Homework 7
BSTA 550
Directions
Please turn in this homework on Sakai. Please submit your homework in pdf format. You can type your work on your computer or submit a photo of your written work or any other method that can be turned into a pdf. The Adobe Scan phone app is an easy way to scan photos and compile into a PDF. Please let me know if you greatly prefer to submit a physical copy. We can work out another way for you to turn in homework.
Try to complete all of the problems listed below at some point this quarter! You may want to save some of them for studying later! Only turn in the ones listed in the “Turn In” column. Please submit problems in the order they are listed.
You must show all of your work to receive credit.
Non-textbook problems (NTB)
Let \(f_X(x)=\lambda e^{-\lambda x}\) for \(x>0\), where \(\lambda>0\).
- Show \(Var[X]=\frac{1}{\lambda^2}\). You may use the result from class for \(\mathbb{E}[X]\) without first proving it.
A shipping company handles containers in three different sizes: (1) 27 \(ft^3\) (3 x 3 x 3), (2) 125 \(ft^3\), and (3) 512 \(ft^3\). Let \(X_i\) (\(i = 1, 2, 3\)) denote the number of type \(i\) containers shipped during a given week. Suppose that \(\mu_1 =200,\sigma_1=10,\mu_2 =250,\sigma_2=12,\mu_3 =100,\sigma_3=8\).
Assuming that \(X_1,X_2,X_3\) are independent, calculate the expected value and variance of the total volume shipped.

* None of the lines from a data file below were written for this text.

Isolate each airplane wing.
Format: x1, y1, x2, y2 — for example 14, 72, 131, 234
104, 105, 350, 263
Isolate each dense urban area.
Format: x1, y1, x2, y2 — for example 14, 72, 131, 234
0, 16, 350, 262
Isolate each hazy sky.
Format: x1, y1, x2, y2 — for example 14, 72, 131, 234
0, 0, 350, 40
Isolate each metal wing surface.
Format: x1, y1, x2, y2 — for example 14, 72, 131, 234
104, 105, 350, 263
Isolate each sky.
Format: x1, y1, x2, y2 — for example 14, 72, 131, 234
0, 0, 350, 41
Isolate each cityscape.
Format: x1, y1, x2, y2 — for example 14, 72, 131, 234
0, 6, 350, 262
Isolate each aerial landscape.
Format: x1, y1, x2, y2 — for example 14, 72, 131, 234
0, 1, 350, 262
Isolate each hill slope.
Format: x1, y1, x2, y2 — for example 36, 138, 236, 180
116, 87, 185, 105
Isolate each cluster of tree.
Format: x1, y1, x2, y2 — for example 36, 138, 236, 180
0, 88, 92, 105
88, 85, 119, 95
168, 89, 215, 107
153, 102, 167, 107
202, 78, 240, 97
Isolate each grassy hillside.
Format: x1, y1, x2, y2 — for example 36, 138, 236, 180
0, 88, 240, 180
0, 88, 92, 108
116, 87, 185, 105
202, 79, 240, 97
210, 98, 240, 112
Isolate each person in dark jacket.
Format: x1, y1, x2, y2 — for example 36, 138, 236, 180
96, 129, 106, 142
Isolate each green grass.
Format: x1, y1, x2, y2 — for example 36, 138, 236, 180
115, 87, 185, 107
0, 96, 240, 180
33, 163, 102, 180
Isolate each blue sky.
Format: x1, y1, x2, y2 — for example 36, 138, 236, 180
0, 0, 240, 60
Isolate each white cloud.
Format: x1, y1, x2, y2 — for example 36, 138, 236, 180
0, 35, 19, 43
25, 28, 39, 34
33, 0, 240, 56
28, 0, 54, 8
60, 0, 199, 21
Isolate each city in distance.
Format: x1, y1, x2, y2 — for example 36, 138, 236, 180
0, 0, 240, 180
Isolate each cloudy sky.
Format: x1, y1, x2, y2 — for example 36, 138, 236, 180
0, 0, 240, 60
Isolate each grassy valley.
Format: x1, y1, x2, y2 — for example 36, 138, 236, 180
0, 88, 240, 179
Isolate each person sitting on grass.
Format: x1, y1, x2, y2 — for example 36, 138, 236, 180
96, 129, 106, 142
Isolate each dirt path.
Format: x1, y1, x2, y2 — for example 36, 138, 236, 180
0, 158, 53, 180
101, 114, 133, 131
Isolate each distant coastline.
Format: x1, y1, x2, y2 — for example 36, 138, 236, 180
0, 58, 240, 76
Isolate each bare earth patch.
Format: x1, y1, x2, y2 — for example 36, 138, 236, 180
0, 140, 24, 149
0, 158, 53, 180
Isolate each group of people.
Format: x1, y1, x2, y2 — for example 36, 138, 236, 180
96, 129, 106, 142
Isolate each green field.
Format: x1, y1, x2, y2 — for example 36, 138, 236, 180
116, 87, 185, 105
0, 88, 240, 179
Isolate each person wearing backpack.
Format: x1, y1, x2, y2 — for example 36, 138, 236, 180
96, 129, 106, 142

Would your calculations necessarily be correct if the \(X_i\)’s were not independent? Explain.
Suppose that voters arrive at a polling station at the rate of 120 per hour.For each of the following parts, give the name and parameter(s) of the distribution to be used to model the event and set up the expression to find the specified probability.You do not need to compute the probability.
The probability that the next voter will arrive in less than 30 seconds.

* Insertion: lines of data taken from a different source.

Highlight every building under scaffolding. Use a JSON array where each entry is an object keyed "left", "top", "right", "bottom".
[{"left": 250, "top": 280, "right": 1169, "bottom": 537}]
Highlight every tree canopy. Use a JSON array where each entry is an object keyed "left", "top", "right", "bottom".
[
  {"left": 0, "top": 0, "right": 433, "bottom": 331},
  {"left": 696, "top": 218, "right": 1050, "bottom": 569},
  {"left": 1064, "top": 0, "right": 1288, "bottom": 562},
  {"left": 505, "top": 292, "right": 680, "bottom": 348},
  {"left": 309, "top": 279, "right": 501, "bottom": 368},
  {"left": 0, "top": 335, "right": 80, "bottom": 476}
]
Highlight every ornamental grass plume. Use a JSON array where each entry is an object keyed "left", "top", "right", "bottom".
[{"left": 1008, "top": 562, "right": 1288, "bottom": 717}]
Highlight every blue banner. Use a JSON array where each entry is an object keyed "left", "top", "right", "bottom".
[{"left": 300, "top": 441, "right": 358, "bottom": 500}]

The probability that 200 voters will arrive within two hours of each other.
The probability that the \(50^{th}\) voter will arrive in between 15 and 30 minutes.

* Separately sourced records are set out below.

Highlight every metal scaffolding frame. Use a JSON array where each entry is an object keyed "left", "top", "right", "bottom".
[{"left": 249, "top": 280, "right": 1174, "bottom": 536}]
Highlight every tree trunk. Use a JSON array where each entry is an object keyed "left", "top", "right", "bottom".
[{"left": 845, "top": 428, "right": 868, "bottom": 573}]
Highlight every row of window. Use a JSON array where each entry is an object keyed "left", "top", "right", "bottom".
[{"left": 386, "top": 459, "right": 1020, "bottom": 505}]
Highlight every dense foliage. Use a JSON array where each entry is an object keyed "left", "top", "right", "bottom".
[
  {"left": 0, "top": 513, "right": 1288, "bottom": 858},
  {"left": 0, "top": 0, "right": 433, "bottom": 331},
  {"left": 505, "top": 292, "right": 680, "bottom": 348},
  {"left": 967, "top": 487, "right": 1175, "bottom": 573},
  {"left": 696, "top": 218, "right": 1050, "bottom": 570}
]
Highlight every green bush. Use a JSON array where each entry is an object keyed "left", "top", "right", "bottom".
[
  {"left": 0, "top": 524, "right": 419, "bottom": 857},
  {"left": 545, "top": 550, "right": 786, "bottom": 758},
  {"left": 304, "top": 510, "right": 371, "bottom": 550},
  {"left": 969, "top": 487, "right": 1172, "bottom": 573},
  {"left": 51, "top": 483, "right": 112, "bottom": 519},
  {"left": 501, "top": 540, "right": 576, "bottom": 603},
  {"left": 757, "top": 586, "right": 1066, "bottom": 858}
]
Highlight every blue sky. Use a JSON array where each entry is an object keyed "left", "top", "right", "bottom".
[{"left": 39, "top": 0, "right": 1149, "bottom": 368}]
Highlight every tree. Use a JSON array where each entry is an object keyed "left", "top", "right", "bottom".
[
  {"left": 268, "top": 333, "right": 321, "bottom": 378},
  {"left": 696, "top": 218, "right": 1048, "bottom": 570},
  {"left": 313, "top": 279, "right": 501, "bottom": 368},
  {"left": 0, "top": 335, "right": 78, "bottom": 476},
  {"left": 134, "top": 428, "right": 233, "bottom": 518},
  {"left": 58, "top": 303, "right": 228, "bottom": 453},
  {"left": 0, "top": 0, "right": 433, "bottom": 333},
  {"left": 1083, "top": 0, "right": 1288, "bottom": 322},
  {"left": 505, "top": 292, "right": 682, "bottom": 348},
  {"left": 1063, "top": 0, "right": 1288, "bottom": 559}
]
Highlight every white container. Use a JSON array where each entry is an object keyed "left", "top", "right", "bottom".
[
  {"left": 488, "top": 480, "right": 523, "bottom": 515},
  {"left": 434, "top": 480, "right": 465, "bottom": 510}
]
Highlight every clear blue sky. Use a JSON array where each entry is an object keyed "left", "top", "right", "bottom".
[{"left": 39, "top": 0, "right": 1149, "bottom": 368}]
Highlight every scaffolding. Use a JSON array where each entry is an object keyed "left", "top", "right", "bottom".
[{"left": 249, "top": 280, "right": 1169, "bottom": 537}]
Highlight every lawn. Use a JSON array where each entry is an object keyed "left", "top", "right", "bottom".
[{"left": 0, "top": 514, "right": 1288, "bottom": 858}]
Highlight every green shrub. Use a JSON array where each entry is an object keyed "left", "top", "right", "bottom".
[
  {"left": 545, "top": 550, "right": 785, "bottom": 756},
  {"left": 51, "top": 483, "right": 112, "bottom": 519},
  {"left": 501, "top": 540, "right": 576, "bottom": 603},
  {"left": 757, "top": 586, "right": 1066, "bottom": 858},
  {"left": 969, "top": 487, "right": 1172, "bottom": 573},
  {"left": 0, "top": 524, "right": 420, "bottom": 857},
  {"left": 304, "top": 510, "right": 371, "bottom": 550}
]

The automatic opening device of a military cargo parachute has been designed to open when the parachute is 200 m above the ground. Suppose opening altitude actually has a normal distribution with mean value 200 m and standard deviation 30 m. Equipment damage will occur if the parachute opens at an altitude of less than 100 m. What is the probability that there is equipment damage to the payload of at least one of the five independently dropped parachutes?